Quantitative studies were conducted at 4 hours, which was the time at which maximal anticonvulsant effect was observed, as shown in the Results and Discussion section. The ED50 was determined by treating groups of six albino mice. The method of Litchfield and Wilcoxon was used to compute the ED50 value.18
The isolated steviosides were tested as described in the previous paragraphs. Rebaudioside A was acquired from Sigma Aldrich. Stevioside was a gentle gift from Prof. Kolb Kozlobsky, Faculty of Exact Sciences, National University of Misiones. It was obtained through preparative chromatography, and selected fractions were collected and purified. The compounds in each sample were identified by isocratic HPLC, comparing their retention times with those of the reference compounds, according the Kolb et al.'s method.19
Results and Discussion
Our models predicted that steviol and all its phase I metabolites tested would have anticonvulsant activity. Table 1 shows the output of the linear classificatory model for these compounds; the values of the molecular descriptors for stevia components and its derivatives are also presented. Table 2 shows the strain energy and RMS values correspondent to the superposition with the pharmacophore. Steviosides were predicted as non-anticonvulsants in the MES test. Superposition of steviol on the pharmacophore model is presented in Figure 3. The conformational strain energy for steviol and its metabolites was, in all cases, below 5 kcal/mol, which indicates that steviol and its metabolites can probably assume a conformation similar to those of the active rigid analogs from which our pharmacophore was inferred.20
Table 1.
Model Parameters and Output for the Stevia Components and Metabolites for the Classificatory Linear Model
Mol ID | HVcpx | BIC2 | GATS7e | GATS8p | Class | Prediction |
---|---|---|---|---|---|---|
15-Hydroxisteviol | 2.82 | 0.67 | 1.20 | 0.64 | 0.27 | Anticonvulsant |
15-Oxosteviol | 2.82 | 0.65 | 1.29 | 0.64 | 0.39 | Anticonvulsant |
α-Epoxisteviol | 2.83 | 0.62 | 1.39 | 0.62 | 0.53 | Anticonvulsant |
Dulcosido A | 4.00 | 0.64 | 0.96 | 1.01 | −1.93 | Inactive |
Isoesteviol | 2.81 | 0.58 | 1.29 | 0.60 | 0.66 | Anticonvulsant |
Rebaudioside A | 4.05 | 0.61 | 0.98 | 1.03 | −1.89 | Inactive |
Rebaudioside B | 3.73 | 0.64 | 1.04 | 0.97 | −1.36 | Inactive |
Rebaudioside C | 4.05 | 0.62 | 0.98 | 1.02 | −1.92 | Inactive |
Steviol | 2.81 | 0.62 | 1.29 | 0.60 | 0.48 | Anticonvulsant |
Steviolbioside | 3.65 | 0.68 | 0.97 | 0.96 | −1.37 | Inactive |
Stevioside | 4.01 | 0.64 | 0.96 | 1.02 | −1.91 | Inactive |
Table 2.
Strain Energy and RMS Values from the Superposition onto the Pharmacophore
Mol ID | Energy lowest (kcal/mol) | Energy of the induced conformer (kcal/mol) | ΔE (kcal/mol) | RMS 1 | RMS 2 |
---|---|---|---|---|---|
15-Hydroxysteviol | −5414.86 | −5411.67 | 3.19 | 0.8767 | 0.6030 |
15-Oxosteviol | −5297.74 | −5295.02 | 2.72 | 0.6135 | 0.4433 |
Steviol | −5314.60 | −5312.23 | 2.37 | 0.8491 | 0.5533 |
Isosteviol | −5333.51 | −5333.31 | 0.20 | 0.4257 | 0.4060 |
α-Epoxisteviol | −5396.37 | −5394.87 | 1.50 | 0.6327 | 0.6046 |
Fig. 3.
Superposition of steviol on the pharmacophore model.
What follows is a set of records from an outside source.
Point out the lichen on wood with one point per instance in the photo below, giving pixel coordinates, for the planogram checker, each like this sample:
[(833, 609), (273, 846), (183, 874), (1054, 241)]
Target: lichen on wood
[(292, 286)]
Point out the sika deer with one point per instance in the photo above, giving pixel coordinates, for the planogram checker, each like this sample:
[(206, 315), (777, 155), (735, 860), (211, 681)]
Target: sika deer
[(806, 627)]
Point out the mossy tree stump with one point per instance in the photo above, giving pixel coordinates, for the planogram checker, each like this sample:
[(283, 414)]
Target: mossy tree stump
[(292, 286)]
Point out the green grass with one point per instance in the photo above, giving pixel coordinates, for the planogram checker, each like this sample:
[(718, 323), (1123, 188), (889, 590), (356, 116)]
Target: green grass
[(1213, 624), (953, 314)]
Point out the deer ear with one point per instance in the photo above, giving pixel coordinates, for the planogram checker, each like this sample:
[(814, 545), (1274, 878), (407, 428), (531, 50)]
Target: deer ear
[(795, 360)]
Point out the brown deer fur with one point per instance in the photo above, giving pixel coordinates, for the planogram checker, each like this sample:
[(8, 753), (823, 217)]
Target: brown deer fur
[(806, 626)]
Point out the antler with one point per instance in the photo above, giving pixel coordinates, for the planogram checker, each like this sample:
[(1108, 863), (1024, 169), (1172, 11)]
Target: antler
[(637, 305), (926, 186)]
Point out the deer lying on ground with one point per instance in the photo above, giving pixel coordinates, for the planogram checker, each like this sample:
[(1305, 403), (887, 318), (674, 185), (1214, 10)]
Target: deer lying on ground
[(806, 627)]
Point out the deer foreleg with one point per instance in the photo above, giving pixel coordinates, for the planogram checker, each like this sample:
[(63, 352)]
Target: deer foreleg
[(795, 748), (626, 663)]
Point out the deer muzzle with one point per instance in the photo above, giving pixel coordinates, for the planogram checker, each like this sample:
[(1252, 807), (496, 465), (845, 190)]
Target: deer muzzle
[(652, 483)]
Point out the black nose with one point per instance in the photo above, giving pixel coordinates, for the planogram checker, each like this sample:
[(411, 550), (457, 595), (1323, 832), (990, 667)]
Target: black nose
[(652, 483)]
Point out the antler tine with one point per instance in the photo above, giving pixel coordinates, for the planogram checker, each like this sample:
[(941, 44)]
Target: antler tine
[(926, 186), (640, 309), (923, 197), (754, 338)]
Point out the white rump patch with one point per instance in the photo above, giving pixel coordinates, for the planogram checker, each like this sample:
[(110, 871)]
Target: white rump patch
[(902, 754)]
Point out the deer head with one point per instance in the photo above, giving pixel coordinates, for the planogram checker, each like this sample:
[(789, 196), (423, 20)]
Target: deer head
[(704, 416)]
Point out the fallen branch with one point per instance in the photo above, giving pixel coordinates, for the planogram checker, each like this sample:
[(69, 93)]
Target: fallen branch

On the basis of these results, we decided to evaluate the pharmacological effect of an aqueous infusion of stevia leaves in the MES test. Initial results confirmed the anticonvulsant activity of the infusion, which later proved to be dose dependent (Tables 3 and 4), with an estimated ED50 of 70.3 mg/kg (47.4–104.3) (mice, ip, 4 hours). Neither of the tested doses presented neurotoxicity in the rotorod test. Quantitative studies with stevia aqueous extract were conducted at 4 hours. The ED50 was determined by treating groups of six albino mice. Different doses were used for each drug at the time of peak effect. The method of Litchfield and Wilcoxon was used to compute the ED50 value.
Table 3.
Anticonvulsant Effect of the Aqueous Infusion from Stevia Leaves at Doses of 30 and 100 mg/kg
aNumber of protected animals/number of tested animals.
bNumber of animals presenting motor impairment/number of tested animals.
MES, maximal electroshock seizure.
Table 4.
Dose-Dependent Anticonvulsant Effect of Stevia Infusion in the MES Test
aNumber of protected animals/number of tested animals.
bNumber of dead animals/number of tested animals.
Having confirmed the anticonvulsant effect of the aqueous extract from stevia leaves, we decided to test the isolated stevioside and rebaudioside A, using a similar protocol to the previously described for the aqueous infusion. Both drugs showed protective effect in the preclinical testing model. The results are presented in Table 5.
Table 5.
Anticonvulsant Effect of Isolated Steviosides
MES testa | Neurotoxicityb | ||||
---|---|---|---|---|---|
Drug | Doses (mg/kg) | 0.5 h | 4 h | 0.5 h | 4 h |
Rebaudioside A | 30 | 0/2 | 0/2 | 0/2 | 0/2 |
100 | 2/4 | 2/4 | 0/4 | 0/4 | |
Stevioside | 30 | 0/2 | 3/4 | 0/2 | 0/4 |
100 | 3/4 | 1/4 | 0/4 | 0/4 |
aNumber of protected animals/number of tested animals.
bNumber of animals presenting motor impairment/number of tested animals.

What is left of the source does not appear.